Kampfbahn Glückauf: 04 Fragen an Clemens Tönnies

Vor rund drei Jahren hatte der Schalker Aufsichtsratsvorsitzende die Idee zur Gründung der Stiftung Schalker Markt, um sich den Orten der Vereinsgeschichte zu widmen. Nun ist mit der Einweihung des originalgetreuen Nachbaus des Eingangsportals der Glückauf-Kampfbahn ein wichtiges Projekt fertiggestellt worden.
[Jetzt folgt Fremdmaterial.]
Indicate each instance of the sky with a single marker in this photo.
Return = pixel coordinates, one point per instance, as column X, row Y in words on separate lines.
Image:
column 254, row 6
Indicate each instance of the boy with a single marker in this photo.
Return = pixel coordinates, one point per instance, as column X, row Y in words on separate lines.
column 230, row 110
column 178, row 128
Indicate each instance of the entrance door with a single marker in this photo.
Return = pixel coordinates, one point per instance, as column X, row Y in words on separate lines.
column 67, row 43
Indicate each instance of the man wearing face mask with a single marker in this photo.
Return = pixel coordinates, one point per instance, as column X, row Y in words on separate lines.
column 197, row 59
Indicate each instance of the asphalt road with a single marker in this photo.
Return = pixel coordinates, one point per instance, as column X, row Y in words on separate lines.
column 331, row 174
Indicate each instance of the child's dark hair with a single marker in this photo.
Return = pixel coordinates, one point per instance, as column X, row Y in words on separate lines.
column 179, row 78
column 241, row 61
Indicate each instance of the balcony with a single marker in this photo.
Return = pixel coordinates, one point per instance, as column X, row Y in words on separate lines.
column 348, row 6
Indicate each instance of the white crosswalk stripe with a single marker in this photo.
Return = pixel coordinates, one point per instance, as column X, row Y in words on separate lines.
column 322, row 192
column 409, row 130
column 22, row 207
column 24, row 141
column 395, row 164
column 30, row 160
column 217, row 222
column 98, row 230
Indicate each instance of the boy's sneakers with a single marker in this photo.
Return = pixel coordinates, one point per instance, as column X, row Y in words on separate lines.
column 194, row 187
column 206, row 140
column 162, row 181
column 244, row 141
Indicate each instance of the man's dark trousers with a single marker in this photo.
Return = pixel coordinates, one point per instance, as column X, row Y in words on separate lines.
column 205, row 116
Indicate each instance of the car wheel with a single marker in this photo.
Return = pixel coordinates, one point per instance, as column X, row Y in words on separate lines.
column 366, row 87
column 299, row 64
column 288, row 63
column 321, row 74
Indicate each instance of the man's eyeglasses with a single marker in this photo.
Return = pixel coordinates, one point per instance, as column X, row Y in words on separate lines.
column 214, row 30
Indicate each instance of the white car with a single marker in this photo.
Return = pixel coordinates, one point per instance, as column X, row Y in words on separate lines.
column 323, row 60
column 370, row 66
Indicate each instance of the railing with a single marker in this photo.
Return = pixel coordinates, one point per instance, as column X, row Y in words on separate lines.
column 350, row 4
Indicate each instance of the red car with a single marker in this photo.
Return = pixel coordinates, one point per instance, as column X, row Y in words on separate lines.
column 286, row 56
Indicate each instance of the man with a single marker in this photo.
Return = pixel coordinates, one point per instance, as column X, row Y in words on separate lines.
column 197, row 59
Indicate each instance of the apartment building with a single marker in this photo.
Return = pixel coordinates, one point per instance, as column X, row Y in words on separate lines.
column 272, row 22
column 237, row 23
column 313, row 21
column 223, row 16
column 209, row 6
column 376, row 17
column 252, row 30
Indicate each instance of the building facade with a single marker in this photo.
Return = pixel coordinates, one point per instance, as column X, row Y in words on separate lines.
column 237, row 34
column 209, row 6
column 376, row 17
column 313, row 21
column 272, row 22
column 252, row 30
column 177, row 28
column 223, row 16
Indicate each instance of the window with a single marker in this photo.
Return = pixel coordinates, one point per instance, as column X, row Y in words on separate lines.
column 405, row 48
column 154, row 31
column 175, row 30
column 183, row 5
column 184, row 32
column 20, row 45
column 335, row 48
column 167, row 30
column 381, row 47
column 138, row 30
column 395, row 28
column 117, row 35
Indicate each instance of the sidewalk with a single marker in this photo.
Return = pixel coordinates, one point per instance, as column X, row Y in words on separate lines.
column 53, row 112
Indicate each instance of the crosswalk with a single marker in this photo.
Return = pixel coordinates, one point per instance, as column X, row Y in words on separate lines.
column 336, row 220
Herr Tönnies, das Eingangsportal ist neu aufgebaut und nun enthüllt worden – wie stolz macht Sie der Anblick?
Es freut mich ungemein, ein solches Wahrzeichen für Schalke 04 wieder strahlen zu sehen. Die Kampfbahn Glückauf war das erste Stadion des Vereins und Ort zahlreicher großer Triumphe. Es war uns nicht nur Verpflichtung, sondern auch ein großes Anliegen, diesem Ort und dem ganzen Stadtteil etwas zurückzugeben, anzupacken und diese besondere Stätte wieder auf Vordermann zu bringen. Das ist nur der erste Schritt.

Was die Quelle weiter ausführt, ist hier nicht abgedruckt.